Monday, March 14
I fucking hate it when I'm cranky and I seriously can't tell if I am. Or maybe I'm not cranky at all, and it's just the people around me. I have no idea. It's close to my monthly french revolution and I still can't pinpoint the stages of emotional fury, bodily ballooning, yadda yadda yadda. Because lately Eric's been saying that I'm mean and so defensive. I can't tell if it's just my hormones going crazy or that his hormones or whatever the hell's going on in his head is going crazier than usual. I'm sure he's just kidding anyway, but then again I tend to take things way too personally, so this could just be nothing at all, and just another one of his jokes to try to piss me off.

So at lunch he was giving me these funny looks to try to make me implode and go crazy, so I kiddingly smack his head to the side.
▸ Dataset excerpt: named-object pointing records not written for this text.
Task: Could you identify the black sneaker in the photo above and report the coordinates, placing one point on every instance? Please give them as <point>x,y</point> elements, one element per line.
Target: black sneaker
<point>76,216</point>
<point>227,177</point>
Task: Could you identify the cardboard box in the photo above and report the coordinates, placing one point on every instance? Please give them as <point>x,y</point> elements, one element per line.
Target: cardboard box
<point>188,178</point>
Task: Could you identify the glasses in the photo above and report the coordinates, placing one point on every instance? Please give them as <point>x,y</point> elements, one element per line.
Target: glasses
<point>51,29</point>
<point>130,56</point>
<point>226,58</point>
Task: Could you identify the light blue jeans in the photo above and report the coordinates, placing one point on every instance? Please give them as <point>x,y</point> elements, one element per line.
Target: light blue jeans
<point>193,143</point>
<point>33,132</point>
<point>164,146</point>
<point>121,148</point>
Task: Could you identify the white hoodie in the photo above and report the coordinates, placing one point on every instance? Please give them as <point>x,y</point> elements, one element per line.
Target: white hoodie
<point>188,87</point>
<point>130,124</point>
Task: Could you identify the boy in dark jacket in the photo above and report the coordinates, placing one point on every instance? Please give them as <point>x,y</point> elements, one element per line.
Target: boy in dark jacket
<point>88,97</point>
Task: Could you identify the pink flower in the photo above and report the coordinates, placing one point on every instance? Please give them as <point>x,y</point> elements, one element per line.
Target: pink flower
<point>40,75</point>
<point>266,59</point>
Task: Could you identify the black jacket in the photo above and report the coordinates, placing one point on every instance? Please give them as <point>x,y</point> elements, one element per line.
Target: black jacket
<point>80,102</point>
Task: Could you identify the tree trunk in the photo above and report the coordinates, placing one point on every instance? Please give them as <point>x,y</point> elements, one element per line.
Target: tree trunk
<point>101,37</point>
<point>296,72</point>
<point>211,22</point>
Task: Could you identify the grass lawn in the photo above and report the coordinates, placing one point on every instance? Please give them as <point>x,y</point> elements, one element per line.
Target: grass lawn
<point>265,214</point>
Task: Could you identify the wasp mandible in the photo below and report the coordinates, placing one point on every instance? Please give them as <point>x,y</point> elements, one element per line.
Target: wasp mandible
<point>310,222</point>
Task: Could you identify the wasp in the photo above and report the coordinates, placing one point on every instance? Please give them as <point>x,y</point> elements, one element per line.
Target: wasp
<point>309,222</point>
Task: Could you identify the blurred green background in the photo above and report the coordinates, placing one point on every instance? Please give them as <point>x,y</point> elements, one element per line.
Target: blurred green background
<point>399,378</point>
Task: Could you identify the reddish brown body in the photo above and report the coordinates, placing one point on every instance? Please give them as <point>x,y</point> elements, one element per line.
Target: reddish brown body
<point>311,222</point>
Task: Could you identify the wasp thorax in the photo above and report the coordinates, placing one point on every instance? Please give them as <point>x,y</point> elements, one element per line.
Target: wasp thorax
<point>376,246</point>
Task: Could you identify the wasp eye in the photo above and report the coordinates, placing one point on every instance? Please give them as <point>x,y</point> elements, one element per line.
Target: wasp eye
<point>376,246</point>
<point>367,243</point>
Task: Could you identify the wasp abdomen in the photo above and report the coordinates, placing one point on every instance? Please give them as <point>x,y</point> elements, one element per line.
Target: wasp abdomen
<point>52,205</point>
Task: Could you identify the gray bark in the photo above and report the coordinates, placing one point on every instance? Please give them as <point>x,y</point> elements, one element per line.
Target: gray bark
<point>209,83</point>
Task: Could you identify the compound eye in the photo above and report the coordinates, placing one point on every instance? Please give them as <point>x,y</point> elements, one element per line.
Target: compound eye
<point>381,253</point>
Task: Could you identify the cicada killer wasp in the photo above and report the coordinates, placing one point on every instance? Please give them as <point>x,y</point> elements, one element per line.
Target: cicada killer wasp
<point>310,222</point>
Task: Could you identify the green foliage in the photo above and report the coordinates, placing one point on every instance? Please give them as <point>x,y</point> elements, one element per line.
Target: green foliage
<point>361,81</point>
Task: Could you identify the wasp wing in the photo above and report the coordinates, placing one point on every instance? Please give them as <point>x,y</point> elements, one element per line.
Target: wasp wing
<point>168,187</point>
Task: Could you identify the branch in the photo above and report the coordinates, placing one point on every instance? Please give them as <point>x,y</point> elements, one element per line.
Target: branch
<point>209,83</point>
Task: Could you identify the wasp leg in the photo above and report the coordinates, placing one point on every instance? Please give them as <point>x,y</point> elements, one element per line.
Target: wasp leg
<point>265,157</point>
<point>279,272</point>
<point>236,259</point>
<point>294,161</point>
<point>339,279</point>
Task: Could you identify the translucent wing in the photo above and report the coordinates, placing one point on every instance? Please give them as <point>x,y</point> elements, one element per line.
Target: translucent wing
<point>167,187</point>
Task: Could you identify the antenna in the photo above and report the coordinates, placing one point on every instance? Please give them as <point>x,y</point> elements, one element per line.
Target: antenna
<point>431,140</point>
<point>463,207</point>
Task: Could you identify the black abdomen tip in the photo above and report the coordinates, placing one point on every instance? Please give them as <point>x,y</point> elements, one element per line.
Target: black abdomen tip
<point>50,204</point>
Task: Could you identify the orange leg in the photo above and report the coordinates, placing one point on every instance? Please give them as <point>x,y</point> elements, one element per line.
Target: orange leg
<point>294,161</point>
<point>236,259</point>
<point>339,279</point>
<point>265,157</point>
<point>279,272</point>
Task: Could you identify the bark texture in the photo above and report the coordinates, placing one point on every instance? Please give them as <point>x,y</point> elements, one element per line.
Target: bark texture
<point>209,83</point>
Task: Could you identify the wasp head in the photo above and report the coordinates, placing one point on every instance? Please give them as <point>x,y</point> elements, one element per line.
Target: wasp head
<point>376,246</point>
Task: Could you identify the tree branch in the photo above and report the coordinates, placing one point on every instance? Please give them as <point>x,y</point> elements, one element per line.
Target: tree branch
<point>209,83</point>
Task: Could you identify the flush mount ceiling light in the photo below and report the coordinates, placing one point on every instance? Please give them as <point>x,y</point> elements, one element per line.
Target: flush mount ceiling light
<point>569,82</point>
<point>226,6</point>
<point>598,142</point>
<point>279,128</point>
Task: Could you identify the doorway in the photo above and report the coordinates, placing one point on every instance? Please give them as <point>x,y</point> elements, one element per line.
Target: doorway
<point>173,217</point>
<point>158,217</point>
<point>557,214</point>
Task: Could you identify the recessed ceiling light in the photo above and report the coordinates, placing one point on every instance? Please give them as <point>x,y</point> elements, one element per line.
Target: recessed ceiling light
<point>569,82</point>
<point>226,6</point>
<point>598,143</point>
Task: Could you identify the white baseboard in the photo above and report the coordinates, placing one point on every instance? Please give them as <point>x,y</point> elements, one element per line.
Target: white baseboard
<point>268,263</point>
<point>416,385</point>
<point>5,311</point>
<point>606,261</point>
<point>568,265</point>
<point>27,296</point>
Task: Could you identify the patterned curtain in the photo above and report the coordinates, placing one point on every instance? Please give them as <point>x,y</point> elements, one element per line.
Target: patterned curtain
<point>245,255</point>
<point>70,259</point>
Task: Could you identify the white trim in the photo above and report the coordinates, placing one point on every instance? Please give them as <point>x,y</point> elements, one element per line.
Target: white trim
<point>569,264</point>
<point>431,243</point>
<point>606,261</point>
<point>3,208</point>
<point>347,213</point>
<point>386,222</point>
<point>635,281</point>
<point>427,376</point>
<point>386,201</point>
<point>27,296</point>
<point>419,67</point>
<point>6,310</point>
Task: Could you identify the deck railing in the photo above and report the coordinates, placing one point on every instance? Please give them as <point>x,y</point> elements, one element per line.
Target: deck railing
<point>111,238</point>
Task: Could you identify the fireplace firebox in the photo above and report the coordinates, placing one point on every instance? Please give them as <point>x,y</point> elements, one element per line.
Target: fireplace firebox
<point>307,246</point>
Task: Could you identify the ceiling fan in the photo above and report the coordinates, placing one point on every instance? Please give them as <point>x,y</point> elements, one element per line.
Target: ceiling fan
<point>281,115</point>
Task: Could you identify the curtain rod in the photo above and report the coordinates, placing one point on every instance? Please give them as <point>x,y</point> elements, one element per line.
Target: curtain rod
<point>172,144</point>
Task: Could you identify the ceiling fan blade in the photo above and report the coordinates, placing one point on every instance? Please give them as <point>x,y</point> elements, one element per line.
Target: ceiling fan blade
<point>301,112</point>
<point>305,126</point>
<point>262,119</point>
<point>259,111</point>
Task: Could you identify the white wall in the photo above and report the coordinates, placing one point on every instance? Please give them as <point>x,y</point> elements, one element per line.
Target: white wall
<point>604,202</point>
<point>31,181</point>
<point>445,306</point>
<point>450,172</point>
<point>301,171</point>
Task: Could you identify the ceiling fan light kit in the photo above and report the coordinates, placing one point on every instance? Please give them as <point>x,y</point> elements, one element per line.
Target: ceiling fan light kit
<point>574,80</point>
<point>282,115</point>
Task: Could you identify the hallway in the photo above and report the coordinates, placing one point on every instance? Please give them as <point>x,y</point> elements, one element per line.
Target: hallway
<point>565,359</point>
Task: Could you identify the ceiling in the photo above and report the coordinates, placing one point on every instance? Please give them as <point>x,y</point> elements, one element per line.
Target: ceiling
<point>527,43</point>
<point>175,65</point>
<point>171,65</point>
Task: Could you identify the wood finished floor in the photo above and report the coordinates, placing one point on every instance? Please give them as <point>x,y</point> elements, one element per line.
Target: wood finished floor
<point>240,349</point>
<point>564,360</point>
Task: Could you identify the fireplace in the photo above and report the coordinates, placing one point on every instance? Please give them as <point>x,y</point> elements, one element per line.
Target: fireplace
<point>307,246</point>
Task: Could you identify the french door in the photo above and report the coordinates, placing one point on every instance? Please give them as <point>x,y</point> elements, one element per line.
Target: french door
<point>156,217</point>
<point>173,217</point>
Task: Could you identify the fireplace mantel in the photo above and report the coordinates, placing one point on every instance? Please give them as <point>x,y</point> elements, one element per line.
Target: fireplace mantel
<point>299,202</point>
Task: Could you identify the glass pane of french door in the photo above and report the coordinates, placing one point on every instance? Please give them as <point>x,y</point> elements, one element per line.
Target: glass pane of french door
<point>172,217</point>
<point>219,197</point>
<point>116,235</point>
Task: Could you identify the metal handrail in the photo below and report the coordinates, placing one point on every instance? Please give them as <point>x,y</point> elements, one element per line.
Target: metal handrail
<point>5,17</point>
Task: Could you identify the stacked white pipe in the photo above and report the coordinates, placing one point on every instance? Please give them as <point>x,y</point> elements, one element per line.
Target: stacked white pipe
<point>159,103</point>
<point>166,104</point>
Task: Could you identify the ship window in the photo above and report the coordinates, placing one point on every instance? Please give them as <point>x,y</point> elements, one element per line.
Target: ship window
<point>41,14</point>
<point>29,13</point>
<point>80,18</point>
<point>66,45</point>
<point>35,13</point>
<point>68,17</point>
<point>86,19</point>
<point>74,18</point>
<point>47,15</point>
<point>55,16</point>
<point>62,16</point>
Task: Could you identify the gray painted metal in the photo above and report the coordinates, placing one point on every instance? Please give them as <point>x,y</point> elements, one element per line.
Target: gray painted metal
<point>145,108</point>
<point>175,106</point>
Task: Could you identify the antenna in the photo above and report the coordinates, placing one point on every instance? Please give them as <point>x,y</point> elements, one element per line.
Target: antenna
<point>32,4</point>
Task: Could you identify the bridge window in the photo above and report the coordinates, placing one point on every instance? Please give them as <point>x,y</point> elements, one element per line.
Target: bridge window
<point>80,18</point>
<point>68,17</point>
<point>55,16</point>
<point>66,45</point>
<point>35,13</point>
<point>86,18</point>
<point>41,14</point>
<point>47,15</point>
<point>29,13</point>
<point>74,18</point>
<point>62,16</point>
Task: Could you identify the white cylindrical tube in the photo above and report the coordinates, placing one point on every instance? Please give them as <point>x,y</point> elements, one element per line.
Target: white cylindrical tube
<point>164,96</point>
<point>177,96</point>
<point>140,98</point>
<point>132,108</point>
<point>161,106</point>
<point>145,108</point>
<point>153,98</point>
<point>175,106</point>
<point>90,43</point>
It was a slow smack, no pain at all. So the cute guy comes by (to "ask for my geometry homework") and Eric suddenly goes, "She hit me!" And the other guy goes, "Well then hit her back! Then she'll be owing you double time." Or something like that, I'm horrible at listening even at the most crucial times. God, that was embarassing.

They were just kidding anyway, but stupid things tend to bother stupid people.

I care about him a lot, and I guess he cares about me a lot too. Because lately, all these people keep hanging around me at lunch, and for some reason my once pretty much completely empty area on the floor in the lobby where I eat lunch has become a pit full of people, all of whom I know. What makes it even more odd, despite the fact that I didn't invite anyone, is that I barely even talk to them. Well I guess it's either my extreme hot sexual appeal that makes them come over, or maybe I'm starting to unintentionally sell out. As more people come to me, more people that they know come and etc. etc. the whole place becomes like a fucking Motley Crue meet-and-greet. Well, he seldom complains and leaves about my sudden horde of fandom. Only for another time to still concern me about it and the fact that we can't really hang out on B days anymore really.

That really touches me, someone who really cares that much. He even walks me to class after our A lunch on A days even if his class is all the way on the other side of school, on the upstairs level.

I think our relationship as just friends really intimidates the other guy, and I'm seriously considering that he's starting to lose interest.

No editing, so if anything isn't clear it's because of that.